The Aurors had proven-unhelpful-when it came to tracking the people who had attacked his mother. Draco didn’t think they’d deliberately neglected clues, but they had neglected the search, and treated Draco and Lucius as if they were the suspects rather than relatives of the victim. Certain mental scars inflicted on the general wizarding population didn’t go away any more easily than the Dark Mark did.

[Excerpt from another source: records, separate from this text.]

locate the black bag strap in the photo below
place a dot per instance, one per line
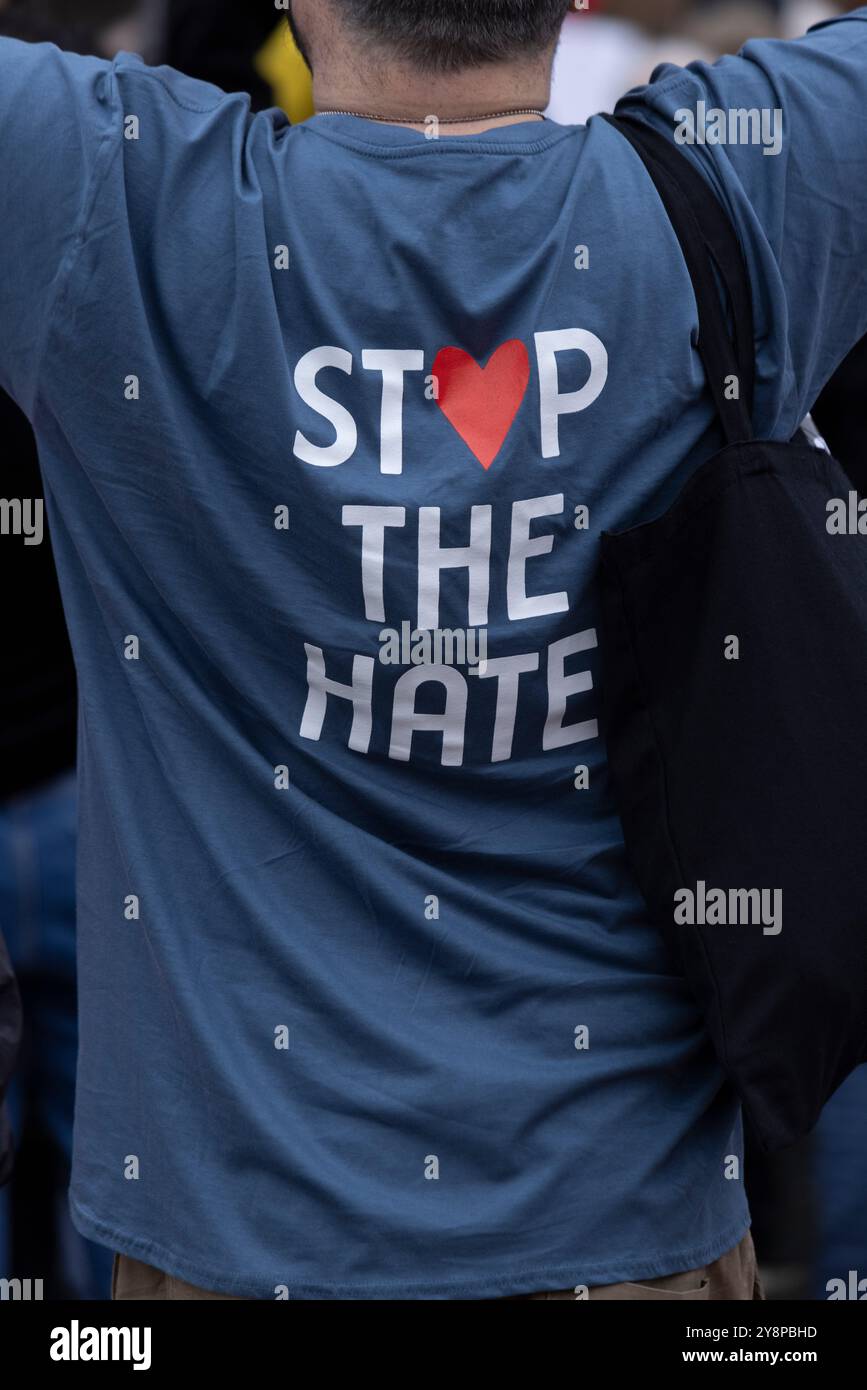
(709, 241)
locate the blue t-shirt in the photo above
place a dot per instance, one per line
(370, 1005)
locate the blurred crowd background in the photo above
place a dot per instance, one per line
(810, 1203)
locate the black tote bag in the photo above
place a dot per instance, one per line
(734, 649)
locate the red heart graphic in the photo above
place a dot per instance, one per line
(482, 402)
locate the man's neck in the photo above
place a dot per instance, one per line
(464, 104)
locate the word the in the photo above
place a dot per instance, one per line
(77, 1343)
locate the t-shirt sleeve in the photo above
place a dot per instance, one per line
(57, 128)
(801, 207)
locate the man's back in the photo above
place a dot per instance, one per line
(370, 1004)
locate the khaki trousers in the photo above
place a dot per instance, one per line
(734, 1276)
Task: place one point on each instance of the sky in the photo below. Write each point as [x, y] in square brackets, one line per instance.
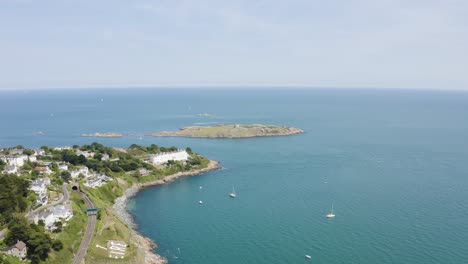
[294, 43]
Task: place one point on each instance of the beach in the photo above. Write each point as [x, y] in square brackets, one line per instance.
[120, 210]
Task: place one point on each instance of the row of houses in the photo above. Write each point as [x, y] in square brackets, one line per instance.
[97, 181]
[161, 158]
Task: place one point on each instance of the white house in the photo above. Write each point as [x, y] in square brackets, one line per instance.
[179, 155]
[63, 166]
[43, 170]
[15, 161]
[18, 250]
[39, 152]
[97, 181]
[86, 154]
[32, 158]
[63, 212]
[82, 170]
[58, 213]
[42, 199]
[39, 186]
[143, 172]
[63, 148]
[10, 169]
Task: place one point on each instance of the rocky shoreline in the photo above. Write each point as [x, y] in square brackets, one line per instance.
[104, 135]
[230, 131]
[120, 209]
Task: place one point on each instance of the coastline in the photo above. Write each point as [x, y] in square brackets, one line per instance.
[121, 212]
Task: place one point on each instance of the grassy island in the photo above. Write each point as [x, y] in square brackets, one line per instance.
[107, 176]
[104, 135]
[231, 131]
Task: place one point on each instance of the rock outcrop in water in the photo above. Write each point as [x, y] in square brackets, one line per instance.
[231, 131]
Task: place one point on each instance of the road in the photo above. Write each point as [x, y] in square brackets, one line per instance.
[30, 216]
[88, 235]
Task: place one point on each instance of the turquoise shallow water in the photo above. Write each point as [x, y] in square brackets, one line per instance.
[393, 163]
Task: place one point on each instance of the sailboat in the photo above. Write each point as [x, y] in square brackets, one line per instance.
[331, 214]
[233, 194]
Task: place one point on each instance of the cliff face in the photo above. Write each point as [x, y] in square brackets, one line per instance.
[231, 131]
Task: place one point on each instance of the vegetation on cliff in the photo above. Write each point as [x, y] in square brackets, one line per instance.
[231, 131]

So Lucius had begun tracking the would-be murderers himself. He was using blood magic and Dark Arts, which would have concerned Draco, except for two things. Lucius had quietly repaired the Manor’s wards after the war, so that someone would have to be standing practically on top of them to feel any use of illegal magic now.
And family honor demanded vengeance. Draco was more comfortable soothing his mother, while Lucius couldn’t be near her without tensing and beginning to talk of what would happen to the people who dared to maim his wife. Draco was more than happy to leave the task of pursuing their enemies up to him.
We all have our roles to play, Draco thought as he opened the door of his private library.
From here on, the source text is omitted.